Defesa em processo criminal e recursos
Denúncia recebida, ação penal em curso. Cada prazo perdido nessa fase é um argumento que a defesa não usa mais.
Receber uma denúncia é diferente de tudo que veio antes.
Até então havia investigação, incerteza, hipótese. Agora existe um processo, um número, uma acusação formal e prazos correndo contra você.
E prazo, no processo penal, não espera ninguém entender o que está acontecendo.
As fases, em ordem
Depois que o Ministério Público oferece a denúncia e o juiz a recebe, começa a ação penal.
A primeira manifestação da defesa é a resposta à acusação. É nela que se apresentam as razões da defesa, os documentos e o rol de testemunhas. Tem prazo próprio e não se repete: testemunha não arrolada ali dificilmente entra depois.
Vem então a instrução, com a oitiva das testemunhas de acusação e defesa e o interrogatório do réu, que acontece por último.
Depois, as alegações finais, em que cada lado sustenta o que a prova produzida demonstrou.
Por fim, a sentença. E dela cabe recurso.
O ponto que mais custa caro
Cada uma dessas etapas é uma porta que abre e fecha.
Testemunha que não foi arrolada na resposta à acusação, tese que não foi levantada no momento certo, prova que não foi requerida na instrução: tudo isso vira argumento que a defesa simplesmente não tem mais como usar.
Não é formalidade excessiva. É a estrutura do processo: cada fase tem sua função e o que passou, passou.
Por isso a defesa em processo criminal não é uma peça isolada.

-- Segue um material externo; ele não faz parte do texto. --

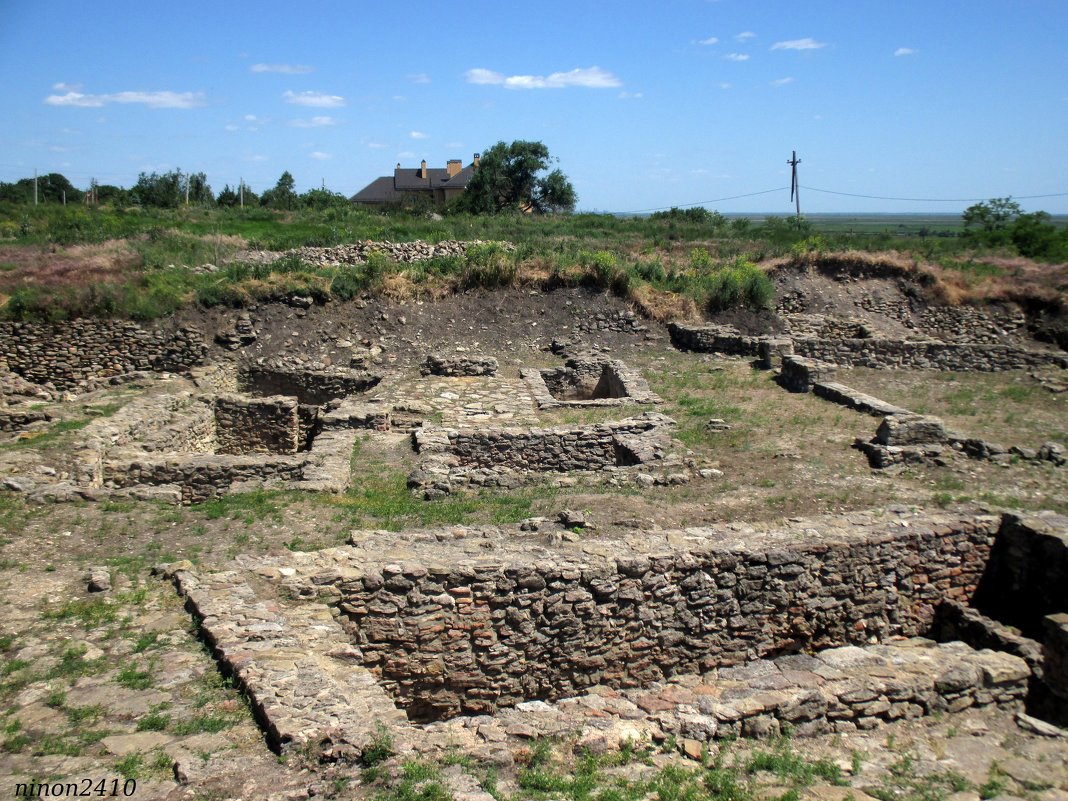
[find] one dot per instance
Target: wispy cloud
(587, 78)
(314, 98)
(315, 122)
(152, 99)
(282, 68)
(799, 44)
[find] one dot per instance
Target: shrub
(490, 266)
(740, 284)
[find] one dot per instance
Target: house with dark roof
(437, 185)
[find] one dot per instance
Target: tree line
(169, 190)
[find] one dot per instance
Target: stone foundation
(245, 425)
(497, 456)
(480, 619)
(589, 381)
(82, 354)
(872, 352)
(309, 386)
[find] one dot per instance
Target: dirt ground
(116, 685)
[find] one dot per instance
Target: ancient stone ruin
(589, 380)
(476, 621)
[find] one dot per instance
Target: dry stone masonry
(361, 251)
(589, 380)
(879, 354)
(83, 354)
(453, 458)
(702, 633)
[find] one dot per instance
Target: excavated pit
(436, 624)
(313, 387)
(589, 381)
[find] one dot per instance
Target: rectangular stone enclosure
(589, 382)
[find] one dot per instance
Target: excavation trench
(445, 641)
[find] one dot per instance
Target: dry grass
(966, 279)
(75, 266)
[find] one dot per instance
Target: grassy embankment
(58, 263)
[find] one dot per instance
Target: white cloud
(315, 122)
(314, 98)
(282, 68)
(799, 44)
(589, 78)
(152, 99)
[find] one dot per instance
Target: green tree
(283, 195)
(50, 189)
(988, 223)
(512, 177)
(320, 199)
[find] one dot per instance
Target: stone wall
(247, 425)
(872, 352)
(81, 352)
(202, 477)
(1055, 650)
(589, 380)
(799, 374)
(547, 450)
(472, 635)
(309, 386)
(1029, 574)
(907, 355)
(712, 340)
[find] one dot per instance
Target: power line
(703, 203)
(935, 200)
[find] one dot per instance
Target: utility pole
(795, 186)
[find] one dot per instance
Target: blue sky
(645, 104)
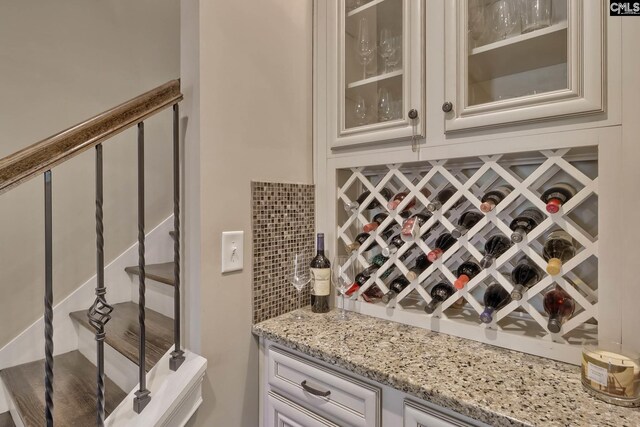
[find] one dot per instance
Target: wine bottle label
(321, 278)
(597, 374)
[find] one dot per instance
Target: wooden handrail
(44, 155)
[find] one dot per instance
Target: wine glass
(299, 278)
(365, 47)
(504, 17)
(342, 276)
(360, 111)
(385, 105)
(387, 47)
(477, 21)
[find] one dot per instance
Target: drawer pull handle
(314, 391)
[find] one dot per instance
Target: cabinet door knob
(314, 391)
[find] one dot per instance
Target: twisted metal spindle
(177, 355)
(48, 301)
(100, 312)
(143, 396)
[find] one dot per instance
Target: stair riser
(158, 296)
(118, 368)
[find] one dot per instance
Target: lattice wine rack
(520, 325)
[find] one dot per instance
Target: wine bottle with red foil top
(443, 242)
(421, 264)
(492, 198)
(411, 226)
(495, 297)
(558, 249)
(465, 272)
(441, 198)
(395, 287)
(439, 294)
(557, 195)
(350, 207)
(320, 279)
(495, 246)
(375, 222)
(559, 306)
(466, 221)
(524, 275)
(524, 223)
(395, 243)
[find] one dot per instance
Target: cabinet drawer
(282, 412)
(325, 391)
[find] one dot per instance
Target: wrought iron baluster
(177, 355)
(143, 396)
(48, 300)
(100, 312)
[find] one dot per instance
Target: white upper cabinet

É acompanhamento contínuo, com decisão técnica em cada etapa.
Recursos
Sentença desfavorável não é o fim da linha.
A apelação leva o caso a um tribunal, que reexamina os fatos e o direito aplicado. Há também recursos dirigidos aos tribunais superiores, com hipóteses de cabimento mais restritas, voltados a questões de lei e de constitucionalidade.
Cada um tem prazo e requisito próprio. Aqui, mais uma vez, o calendário é implacável.
Trocar de advogado no meio do caminho
Acontece, e não há nada de irregular nisso.
O réu pode constituir novo advogado a qualquer momento. O novo defensor pede vista dos autos, estuda o que já foi produzido e assume o acompanhamento a partir do ponto em que o processo estiver.
Se você está insatisfeito com o acompanhamento ou simplesmente não está conseguindo entender em que pé o seu processo está, isso por si só já é motivo para buscar uma análise.
Onde entra o advogado
O trabalho começa pela leitura integral dos autos: o que a acusação sustenta, que prova existe de fato e qual o estado atual do processo.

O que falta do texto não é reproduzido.